A Entidade para a Transparência (EpT) revelou que, até ao final de 2025, apenas 10,2% das declarações de políticos portugueses foram verificadas. Esta informação foi divulgada pelo jornal Público, que teve acesso ao relatório de atividades da EpT referente ao ano anterior. Até 31 de dezembro, a entidade fiscalizou 883 declarações, enquanto 244 ainda estavam em processo de verificação.
Desde que a plataforma eletrónica da EpT começou a funcionar, a 7 de março de 2024, foram recebidas 8.620 declarações de rendimentos, património, interesses, incompatibilidades e impedimentos. O relatório indica que o número de declarações deverá aumentar significativamente, especialmente nos primeiros meses de 2025, devido às eleições autárquicas previstas para outubro.
No ano passado, a EpT reforçou a sua equipa com a contratação de três técnicas superiores nas áreas do direito e auditoria, elevando o número total de colaboradores para 13. Apesar deste avanço, a entidade liderada por Ana Raquel Moniz destacou que uma proposta para aumentar os recursos humanos ainda aguarda decisão. A EpT considera que, no mínimo, seriam necessários mais 11 postos de trabalho para melhor atender às necessidades atuais nas suas instalações em Coimbra.
Além das verificações, o relatório da EpT também menciona que mais de 90% dos 1.105 pedidos de consulta de declarações de políticos foram aceites desde março de 2024. A maioria dos pedidos, cerca de 95%, foi feita por jornalistas com carteira profissional, que exercem o direito à liberdade de informação. Além disso, 38 pedidos foram aceites com o objetivo de combater o branqueamento de capitais e o financiamento do terrorismo.
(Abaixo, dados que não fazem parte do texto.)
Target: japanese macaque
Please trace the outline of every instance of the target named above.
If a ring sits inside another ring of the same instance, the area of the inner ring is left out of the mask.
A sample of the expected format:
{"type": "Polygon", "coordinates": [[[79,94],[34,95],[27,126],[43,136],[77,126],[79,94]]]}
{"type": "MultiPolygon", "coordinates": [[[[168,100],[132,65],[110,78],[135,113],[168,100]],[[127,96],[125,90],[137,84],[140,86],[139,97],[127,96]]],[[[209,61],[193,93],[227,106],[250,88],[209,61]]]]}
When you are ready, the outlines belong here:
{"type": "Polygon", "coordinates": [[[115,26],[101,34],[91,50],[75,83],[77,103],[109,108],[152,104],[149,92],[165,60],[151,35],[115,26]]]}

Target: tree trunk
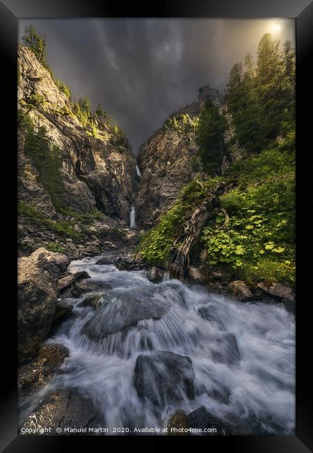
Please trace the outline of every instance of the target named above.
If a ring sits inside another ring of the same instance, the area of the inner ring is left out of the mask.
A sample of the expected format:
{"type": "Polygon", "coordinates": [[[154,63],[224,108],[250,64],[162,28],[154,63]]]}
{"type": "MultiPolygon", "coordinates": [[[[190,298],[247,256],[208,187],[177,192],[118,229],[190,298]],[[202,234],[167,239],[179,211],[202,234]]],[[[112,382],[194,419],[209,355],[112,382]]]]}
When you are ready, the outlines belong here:
{"type": "Polygon", "coordinates": [[[206,222],[213,216],[212,210],[218,206],[218,197],[224,193],[225,188],[225,183],[221,183],[213,193],[208,194],[194,210],[184,231],[177,238],[174,245],[182,242],[170,266],[172,278],[184,279],[189,267],[190,252],[198,243],[206,222]]]}

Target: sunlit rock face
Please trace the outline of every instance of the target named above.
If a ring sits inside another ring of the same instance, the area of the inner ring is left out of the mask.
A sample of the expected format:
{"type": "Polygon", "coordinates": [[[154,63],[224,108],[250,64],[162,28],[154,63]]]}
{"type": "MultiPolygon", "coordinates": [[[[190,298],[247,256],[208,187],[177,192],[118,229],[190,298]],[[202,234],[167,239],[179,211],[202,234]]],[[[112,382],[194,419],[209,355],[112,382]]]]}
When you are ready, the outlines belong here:
{"type": "MultiPolygon", "coordinates": [[[[118,144],[109,123],[95,117],[92,135],[72,112],[66,95],[31,50],[18,47],[18,107],[35,125],[45,126],[51,144],[60,149],[64,191],[61,201],[80,212],[97,208],[128,224],[131,195],[136,185],[136,160],[127,140],[118,144]],[[43,103],[31,105],[33,96],[43,103]]],[[[38,182],[38,172],[24,153],[24,135],[19,132],[19,199],[55,215],[50,197],[38,182]]]]}
{"type": "MultiPolygon", "coordinates": [[[[191,122],[194,121],[208,99],[221,111],[225,109],[223,98],[218,90],[209,86],[200,88],[197,101],[170,114],[162,127],[141,146],[138,162],[142,178],[135,201],[137,222],[141,227],[154,224],[170,207],[182,187],[195,177],[198,151],[195,128],[187,126],[182,130],[179,118],[188,114],[191,122]],[[178,128],[168,127],[168,122],[175,118],[178,128]]],[[[225,160],[225,168],[229,160],[225,160]]]]}

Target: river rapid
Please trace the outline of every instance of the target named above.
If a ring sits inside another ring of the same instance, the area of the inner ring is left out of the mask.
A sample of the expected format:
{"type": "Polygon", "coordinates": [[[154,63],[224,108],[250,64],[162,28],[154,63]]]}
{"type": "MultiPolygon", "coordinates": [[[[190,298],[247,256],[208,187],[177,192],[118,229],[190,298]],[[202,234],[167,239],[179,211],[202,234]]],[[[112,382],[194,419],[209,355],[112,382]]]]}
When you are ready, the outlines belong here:
{"type": "MultiPolygon", "coordinates": [[[[86,270],[89,281],[112,289],[102,290],[95,309],[80,306],[86,293],[66,300],[74,316],[46,344],[63,344],[70,355],[37,398],[74,388],[92,399],[109,433],[162,428],[177,409],[189,414],[204,406],[234,434],[294,434],[295,322],[282,304],[240,302],[168,278],[155,284],[144,270],[97,265],[99,258],[72,261],[69,271],[86,270]],[[136,359],[153,360],[156,351],[191,359],[192,396],[179,383],[170,398],[153,387],[159,404],[140,397],[136,359]]],[[[36,396],[31,401],[26,412],[36,396]]]]}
A situação tornou-se mais complexa quando, a 28 de fevereiro de 2025, o semanário Expresso divulgou que a empresa Solverde pagava uma avença mensal de 4.500 euros à Spinumviva, empresa familiar do primeiro-ministro Luís Montenegro. Este último revelou que a sua empresa tinha como clientes, além da Solverde, várias outras entidades, incluindo a Ferpinta e a Rádio Popular.
No dia 30 de abril, antes de um debate eleitoral, o Expresso noticiou que o primeiro-ministro atualizou a sua declaração única de interesses, acrescentando novos clientes à sua lista. Esta atualização foi feita “sob reserva” e acompanhada de uma reclamação contra a decisão da EpT de exigir a divulgação completa dos serviços prestados pela Spinumviva.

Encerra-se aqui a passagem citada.